Five new styles have been defined for the table of contents. The first
is the contentsheader
style (see contentsheader style),
which is used to specify how the contents should be placed and the
title that should be given to it. The others correspond to the four
heading levels and are contents1
, contents2
,
contents3
and contents4
. These styles are chosen as
appropriate while the table of contents is being made. Do not declare
them in a semantic-action file. See the canonical.cfg file for
the current default definitions of all these styles.
The table of contents will be placed where the xml tag is that you
declared in the contentsheader
semantic action (see contentsheader). It begins on a new page.
After it is completed the braille page number is reset to
beginningBraillePageNumber
and another new page is started.
This means that the xml tag with the contentsheader
semantic
action should occur at the end of the information which you want to be
at the head of the output, such as a title page, dedication, etc.
It is not necessary that an xml file contain a tag with the
contentsheader
semantic action. If the file contains headers
you can obtain a table of contents by specifying contents yes
in a configuration file or -Ccontents=yes on the command line
of xml2brl. In this case, the table of contents will appear
at the beginning of the output. Pages will be numbered beginning with
1. When the table of contents is complete, the material in the file
will start on a new page and the page number will be the value given
in beginningBraillePageNumber
.
The contents1
, etc. styles all have the format contents
setting. This is a variant of the leftJustified
format. It has
been necessary to change the way firstLineIndent
is handled to
accommodate multilevel lists. Up till now, if firstLineIndent
was negative, the first line would start at the real left margin,
regardless of the value of leftMargin
. Now the value of
firstLineIndent
is simply added to leftMargin
. This
means that if it is negative it is really subtracted. For example, if
leftMargin
is 4 and firstLineIndent
is -2 the first line
will start in cell 2.
The Nemeth Code of Braille Mathematical and Science Notation has been implemented. Other braille mathematics codes can be implemented by following the same pattern. The Nemeth Code implementation is discussed as an example below.

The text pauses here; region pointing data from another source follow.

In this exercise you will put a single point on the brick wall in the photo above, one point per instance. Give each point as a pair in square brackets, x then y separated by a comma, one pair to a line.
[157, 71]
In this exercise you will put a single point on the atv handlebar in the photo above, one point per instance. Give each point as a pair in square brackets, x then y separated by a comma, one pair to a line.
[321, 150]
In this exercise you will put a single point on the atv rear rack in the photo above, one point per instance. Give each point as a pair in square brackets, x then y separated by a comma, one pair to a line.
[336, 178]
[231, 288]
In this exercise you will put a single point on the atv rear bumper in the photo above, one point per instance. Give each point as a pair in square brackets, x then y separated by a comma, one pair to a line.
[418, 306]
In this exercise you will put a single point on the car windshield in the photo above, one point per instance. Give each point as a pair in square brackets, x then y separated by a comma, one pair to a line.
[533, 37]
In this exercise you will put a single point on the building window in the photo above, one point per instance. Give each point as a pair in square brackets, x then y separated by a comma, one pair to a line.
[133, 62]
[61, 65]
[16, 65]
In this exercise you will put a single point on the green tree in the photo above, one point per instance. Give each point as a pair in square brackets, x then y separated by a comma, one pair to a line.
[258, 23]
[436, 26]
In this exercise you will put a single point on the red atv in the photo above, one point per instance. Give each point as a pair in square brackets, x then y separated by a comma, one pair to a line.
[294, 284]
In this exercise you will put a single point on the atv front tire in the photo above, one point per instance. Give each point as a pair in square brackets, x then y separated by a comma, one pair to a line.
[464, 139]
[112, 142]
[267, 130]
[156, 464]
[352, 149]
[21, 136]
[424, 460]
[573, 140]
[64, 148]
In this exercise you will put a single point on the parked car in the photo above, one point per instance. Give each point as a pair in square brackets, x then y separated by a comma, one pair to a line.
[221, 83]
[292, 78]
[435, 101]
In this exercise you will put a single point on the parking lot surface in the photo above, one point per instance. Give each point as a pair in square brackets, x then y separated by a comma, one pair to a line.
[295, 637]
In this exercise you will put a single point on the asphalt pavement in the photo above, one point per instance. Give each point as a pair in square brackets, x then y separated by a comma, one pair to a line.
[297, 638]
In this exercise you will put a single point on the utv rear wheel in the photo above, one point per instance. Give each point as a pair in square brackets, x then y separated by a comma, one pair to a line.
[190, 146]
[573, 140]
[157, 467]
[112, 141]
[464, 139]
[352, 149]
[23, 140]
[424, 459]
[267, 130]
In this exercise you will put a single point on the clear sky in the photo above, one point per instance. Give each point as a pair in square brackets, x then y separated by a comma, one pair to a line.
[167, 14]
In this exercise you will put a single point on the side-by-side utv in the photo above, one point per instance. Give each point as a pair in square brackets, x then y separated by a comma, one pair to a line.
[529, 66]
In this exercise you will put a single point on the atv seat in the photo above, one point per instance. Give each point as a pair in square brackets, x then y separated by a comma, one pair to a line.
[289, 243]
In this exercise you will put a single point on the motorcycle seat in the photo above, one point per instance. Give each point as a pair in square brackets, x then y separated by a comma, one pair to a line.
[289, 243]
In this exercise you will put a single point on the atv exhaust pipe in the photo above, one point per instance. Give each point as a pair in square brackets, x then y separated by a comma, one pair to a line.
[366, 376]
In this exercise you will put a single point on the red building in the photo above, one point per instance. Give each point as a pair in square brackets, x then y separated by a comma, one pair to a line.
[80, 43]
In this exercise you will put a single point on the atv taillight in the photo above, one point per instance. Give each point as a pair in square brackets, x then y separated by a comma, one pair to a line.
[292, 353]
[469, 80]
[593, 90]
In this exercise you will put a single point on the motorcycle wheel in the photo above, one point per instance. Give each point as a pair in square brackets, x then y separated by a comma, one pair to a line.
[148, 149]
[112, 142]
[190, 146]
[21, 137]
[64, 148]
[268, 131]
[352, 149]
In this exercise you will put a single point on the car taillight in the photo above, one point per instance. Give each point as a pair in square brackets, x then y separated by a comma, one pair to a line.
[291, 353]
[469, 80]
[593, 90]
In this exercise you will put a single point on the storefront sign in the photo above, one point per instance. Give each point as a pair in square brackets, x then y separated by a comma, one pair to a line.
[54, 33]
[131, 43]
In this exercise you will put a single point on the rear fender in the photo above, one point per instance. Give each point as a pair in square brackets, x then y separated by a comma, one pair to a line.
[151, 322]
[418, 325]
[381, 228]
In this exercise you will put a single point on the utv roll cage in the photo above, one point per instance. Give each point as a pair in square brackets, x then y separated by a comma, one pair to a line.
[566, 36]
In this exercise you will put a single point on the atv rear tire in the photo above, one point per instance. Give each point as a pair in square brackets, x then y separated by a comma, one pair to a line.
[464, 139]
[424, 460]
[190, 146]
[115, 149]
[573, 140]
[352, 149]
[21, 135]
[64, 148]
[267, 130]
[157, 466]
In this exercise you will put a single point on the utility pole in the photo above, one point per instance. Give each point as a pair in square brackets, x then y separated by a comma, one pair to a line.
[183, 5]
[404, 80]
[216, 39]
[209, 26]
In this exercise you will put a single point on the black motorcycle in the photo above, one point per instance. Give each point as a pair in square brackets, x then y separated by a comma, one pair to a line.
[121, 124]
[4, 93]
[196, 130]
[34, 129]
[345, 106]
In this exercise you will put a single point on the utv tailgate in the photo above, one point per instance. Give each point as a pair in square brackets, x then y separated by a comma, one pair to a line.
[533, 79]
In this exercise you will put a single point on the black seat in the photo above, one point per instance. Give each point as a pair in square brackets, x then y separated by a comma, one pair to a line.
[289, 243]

Four tables are used to translate xml documents containing a mixture of text and mathematics into the Nemeth code. They can be found in the subdirectory lbx_files of the liblouisxml directory. First, the semantic-action file nemeth.sem is used to interpret the mathematical portions of the xml document (The text portions are interpreted by another semantic-action file which will not be discussed here). After the math and text have been interpreted, two liblouis tables, nemeth.ctb and en-mathtext.ctb are used to translate them. Each piece of mathematics or text is translated separately and the pieces are strung together with blanks between them. This results in inaccuracies where mathematics meets text. The fourth table, also a liblouis table, is used to remove these inaccuracies. It is called edittable.ctb, and it does things like removing the multi-purpose indicator before a blank, inserting the punctuation indicator before a punctuation mark following a math expression, and removing extra spaces.

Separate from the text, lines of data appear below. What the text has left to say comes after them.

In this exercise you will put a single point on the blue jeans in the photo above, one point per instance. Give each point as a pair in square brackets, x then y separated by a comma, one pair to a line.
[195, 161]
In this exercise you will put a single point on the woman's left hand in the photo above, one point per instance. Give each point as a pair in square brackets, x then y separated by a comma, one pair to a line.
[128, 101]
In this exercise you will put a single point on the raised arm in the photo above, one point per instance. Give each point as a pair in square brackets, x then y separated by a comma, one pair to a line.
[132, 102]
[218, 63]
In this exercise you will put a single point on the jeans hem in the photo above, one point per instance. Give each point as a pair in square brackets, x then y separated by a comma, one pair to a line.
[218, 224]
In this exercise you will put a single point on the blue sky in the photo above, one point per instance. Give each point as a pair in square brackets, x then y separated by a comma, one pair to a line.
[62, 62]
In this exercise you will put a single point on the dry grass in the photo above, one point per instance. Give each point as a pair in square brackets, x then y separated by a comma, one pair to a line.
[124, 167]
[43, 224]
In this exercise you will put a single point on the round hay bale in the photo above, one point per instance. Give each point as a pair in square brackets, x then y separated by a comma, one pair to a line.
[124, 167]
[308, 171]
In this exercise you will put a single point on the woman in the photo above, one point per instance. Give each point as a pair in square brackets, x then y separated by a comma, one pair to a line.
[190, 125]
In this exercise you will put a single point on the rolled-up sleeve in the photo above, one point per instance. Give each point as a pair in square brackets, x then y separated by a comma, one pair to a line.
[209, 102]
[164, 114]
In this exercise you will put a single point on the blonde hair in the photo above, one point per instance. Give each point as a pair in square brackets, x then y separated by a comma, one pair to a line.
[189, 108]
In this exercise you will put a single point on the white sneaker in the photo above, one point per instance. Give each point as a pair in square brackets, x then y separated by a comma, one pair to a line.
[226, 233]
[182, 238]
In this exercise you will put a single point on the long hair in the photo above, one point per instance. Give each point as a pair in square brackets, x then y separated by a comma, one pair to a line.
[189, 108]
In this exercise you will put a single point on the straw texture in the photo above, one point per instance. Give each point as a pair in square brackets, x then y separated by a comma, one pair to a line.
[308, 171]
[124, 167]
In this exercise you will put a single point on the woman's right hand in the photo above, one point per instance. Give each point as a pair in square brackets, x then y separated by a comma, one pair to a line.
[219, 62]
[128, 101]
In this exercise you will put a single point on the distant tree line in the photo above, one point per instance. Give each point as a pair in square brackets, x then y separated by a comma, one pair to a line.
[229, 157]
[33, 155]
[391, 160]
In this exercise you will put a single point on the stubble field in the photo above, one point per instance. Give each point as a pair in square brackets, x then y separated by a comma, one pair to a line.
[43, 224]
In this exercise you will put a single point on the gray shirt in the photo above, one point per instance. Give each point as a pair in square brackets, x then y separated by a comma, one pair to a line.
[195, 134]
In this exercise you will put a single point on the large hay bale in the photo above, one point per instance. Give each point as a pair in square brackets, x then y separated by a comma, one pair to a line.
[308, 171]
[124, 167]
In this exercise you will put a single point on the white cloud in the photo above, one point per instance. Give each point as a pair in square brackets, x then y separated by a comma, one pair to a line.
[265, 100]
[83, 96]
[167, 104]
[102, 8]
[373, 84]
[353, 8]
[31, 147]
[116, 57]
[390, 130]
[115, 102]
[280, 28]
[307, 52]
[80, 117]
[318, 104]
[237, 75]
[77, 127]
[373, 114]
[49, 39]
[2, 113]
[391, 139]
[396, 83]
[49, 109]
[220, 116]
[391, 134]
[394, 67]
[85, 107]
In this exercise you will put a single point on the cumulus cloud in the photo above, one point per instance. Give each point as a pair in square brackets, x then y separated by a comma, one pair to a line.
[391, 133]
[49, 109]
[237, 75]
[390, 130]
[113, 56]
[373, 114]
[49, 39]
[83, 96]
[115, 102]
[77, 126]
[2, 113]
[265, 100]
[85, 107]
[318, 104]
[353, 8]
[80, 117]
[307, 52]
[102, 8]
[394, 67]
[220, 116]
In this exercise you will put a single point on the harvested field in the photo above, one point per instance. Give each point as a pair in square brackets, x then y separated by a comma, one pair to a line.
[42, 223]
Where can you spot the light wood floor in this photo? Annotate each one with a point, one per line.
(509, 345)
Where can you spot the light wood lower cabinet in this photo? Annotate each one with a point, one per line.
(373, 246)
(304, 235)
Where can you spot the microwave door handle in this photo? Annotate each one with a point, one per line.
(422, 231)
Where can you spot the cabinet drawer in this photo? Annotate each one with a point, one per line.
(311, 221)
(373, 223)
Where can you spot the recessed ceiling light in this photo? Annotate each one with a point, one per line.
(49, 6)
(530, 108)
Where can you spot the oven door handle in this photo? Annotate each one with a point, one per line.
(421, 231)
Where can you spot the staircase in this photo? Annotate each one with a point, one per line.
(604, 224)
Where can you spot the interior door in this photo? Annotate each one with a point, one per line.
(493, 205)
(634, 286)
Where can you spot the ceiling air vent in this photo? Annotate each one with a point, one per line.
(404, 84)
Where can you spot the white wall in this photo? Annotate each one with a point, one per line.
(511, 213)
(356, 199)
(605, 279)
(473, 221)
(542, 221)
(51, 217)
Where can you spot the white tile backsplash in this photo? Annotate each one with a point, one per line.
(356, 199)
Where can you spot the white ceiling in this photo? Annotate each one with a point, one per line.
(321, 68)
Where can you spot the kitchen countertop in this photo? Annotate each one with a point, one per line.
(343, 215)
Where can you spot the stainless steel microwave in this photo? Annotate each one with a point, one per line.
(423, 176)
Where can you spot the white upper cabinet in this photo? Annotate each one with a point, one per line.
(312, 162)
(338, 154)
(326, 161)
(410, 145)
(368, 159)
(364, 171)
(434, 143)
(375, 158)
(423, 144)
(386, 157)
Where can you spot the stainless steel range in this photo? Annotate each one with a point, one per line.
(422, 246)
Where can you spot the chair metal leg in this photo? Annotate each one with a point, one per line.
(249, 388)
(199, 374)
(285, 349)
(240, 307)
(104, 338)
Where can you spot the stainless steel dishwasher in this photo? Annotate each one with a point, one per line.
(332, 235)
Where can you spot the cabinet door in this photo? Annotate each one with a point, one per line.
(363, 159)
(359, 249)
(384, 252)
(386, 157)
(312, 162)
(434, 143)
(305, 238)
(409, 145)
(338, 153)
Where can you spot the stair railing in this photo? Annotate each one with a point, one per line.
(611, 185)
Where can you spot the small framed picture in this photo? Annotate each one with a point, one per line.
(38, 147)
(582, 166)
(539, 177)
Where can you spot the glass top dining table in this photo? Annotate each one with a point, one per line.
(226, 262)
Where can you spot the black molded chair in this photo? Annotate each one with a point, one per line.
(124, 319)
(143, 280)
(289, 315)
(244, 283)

The general format and use of semantic-action files were discussed in the previous section, (see Connecting with the xml Document - Semantic-Action Files). In this section we shall concentrate on the optional third column, which is used a lot in nemeth.sem. While the first two columns can be generated by liblouisxml but must be edited by a person, the third column must always be provided by a human.
As previously stated, the third column tells liblouisxml what characters to insert to inform liblouis how to translate the math expression. Look at the following line:
mfrac mfrac ^?,/,^#
You will see that the third column contains two commas. This means
that it has three subcolumns. A fraction has a numerator and a
denominator. These are called children of the mfrac
element.
The first subcolumn specifies the characters that liblouisxml should
place in front of the numerator. The second subcolumn gives the
characters to be placed between the numerator and denominator.
Finally, the third subcolumn gives the characters to place after the
denominator. You will see that the first subcolumn contains a caret
followed by a question mark. The dot pattern for the question mark in
computer braille is the same as for the Nemeth start-fraction
indicator. The caret is used so that liblouis can tell this apart from
a question mark, which also has the same dot pattern in computer
braille. The second subcolumn contains a slash but no caret. This is
because there is no danger of confusion where the slash is concerned.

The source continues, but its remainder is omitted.